2024年10月1日、2030年に大阪・夢洲で開業を目指している大阪IRに関連して、大阪市がIR事業者に土地を引き渡したことを明らかにしました。
これまで賃料を不当に安くしていると市民団体からの訴えがありましたが、大阪市は特に賃料を修正せずに土地を引き渡したことになり、さらなる波紋を広げる可能性があります。
MGMとオリックスなどから構成されるIR事業者と実施協定を締結
大阪・夢洲で2030年秋頃を目処に開業を目指している大阪IR=カジノを含む統合型リゾートを巡っては、去年2023年9月に大阪市とアメリカのMGMリゾーツやオリックスなどで構成されるIR運営事業者が本契約に相当する「実施協定」を締結していました。
そこで大阪市は、市有地である夢洲北側の約49ヘクタールを35年間の定期借地として貸し出す契約を結んだのです。
IR用地としては、去年2023年12月より液状化対策工事がスタートしたものの、まだ土地は市から事業者に引き渡されてはいませんでした。
先月、事業者が違約金なしでIR事業から撤退できる「解除権」を放棄したことを発表したことで、遂に10月1日、大阪市から事業者に正式に土地が引き渡されたということです。
事業者に引き渡されたのは、約49ヘクタールのうち大部分を占める約46ヘクタールでした。
残りの3ヘクタールについては、大阪関西万博の工事の際に資材を保管する場所などとして一時的に利用されることになっています。
これにより、いよいよ今月10月から、市に月額約2億円の賃料が支払われ、今後IR事業者によるIR施設の建設準備工事が始まります。
市民団体は賃料を不当に安くしていると猛反発
約2億円の賃料が毎月大阪市に支払われることで大阪市の財政が潤うわけですが、実は本来であれば支払われる賃料はもっと高かったはずだと市民団体が猛反発しています。

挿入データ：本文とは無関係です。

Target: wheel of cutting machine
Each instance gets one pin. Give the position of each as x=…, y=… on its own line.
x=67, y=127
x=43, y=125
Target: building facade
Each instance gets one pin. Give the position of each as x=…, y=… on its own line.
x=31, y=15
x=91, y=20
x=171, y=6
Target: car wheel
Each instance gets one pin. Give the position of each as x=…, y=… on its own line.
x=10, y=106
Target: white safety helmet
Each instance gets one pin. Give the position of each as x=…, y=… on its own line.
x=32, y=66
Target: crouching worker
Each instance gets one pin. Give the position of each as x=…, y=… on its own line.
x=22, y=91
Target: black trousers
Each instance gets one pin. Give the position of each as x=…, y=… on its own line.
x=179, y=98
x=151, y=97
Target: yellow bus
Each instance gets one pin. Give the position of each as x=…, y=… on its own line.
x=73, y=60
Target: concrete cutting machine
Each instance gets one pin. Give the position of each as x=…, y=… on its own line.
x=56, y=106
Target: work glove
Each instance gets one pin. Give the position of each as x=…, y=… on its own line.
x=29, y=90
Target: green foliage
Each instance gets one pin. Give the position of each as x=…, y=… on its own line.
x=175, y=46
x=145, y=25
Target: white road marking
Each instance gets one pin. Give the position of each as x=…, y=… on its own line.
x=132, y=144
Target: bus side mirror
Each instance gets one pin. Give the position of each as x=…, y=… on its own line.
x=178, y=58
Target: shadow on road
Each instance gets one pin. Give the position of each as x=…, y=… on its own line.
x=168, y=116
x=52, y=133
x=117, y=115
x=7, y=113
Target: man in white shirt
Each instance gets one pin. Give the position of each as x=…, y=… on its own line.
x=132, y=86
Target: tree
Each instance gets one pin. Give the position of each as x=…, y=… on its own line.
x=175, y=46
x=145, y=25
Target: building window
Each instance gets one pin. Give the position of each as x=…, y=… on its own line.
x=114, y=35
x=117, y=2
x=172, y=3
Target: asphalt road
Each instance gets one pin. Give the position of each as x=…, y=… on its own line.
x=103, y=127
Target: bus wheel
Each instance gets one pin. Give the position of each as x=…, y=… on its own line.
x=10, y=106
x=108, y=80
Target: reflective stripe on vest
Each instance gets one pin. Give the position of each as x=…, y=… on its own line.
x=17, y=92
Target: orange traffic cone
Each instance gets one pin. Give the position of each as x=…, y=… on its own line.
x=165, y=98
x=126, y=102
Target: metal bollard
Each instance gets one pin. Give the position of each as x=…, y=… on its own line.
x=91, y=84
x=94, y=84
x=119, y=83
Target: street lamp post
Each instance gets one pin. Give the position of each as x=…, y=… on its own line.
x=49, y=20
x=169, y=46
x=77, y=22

事の発端は大阪市が賃料を見積もった際、本来であれば新たに設けられるであろう「夢洲駅」が最寄り駅として試算しなければならないのに、大阪メトロの「コスモスクエア駅」を最寄り駅として試算。
また、IRとしての扱いではなくショッピングモール程度の規模で算出したため、本来であればもっと賃料は高くなるはずなのに不当に安くしていると猛反発を受けたのです。
市民グループは、大阪メトロの「コスモスクエア駅」ではなく、新たに設けられる「夢洲駅」が最寄り駅になることを条件に用地の賃料を独自に試算したところ、少なくとも月額4億7000万円余りが適正金額で、毎月およそ2億6000万円の損害が発生しているとしています。
これが今後30年以上続くことを考慮して貸出しの契約期間を踏まえて計算すると、損害額は累計で1045億円にものぼると言われており、市民団体は9月20日に用地の契約などに関わった横山市長と松井前市長、そして運営業者などに対して損害賠償を求める住民監査請求をおこないました。
それに対して大阪市の横山市長は「賃料は適正な手続きをとっており、外部の意見も聞いて決まったものだ。監査請求の内容を見て対応したい」と述べています。
このまま毎月支払われる賃料は2億円のままなのか、それとも2倍以上の4億7000万円になるのか、今後の動向に注目が集まっています。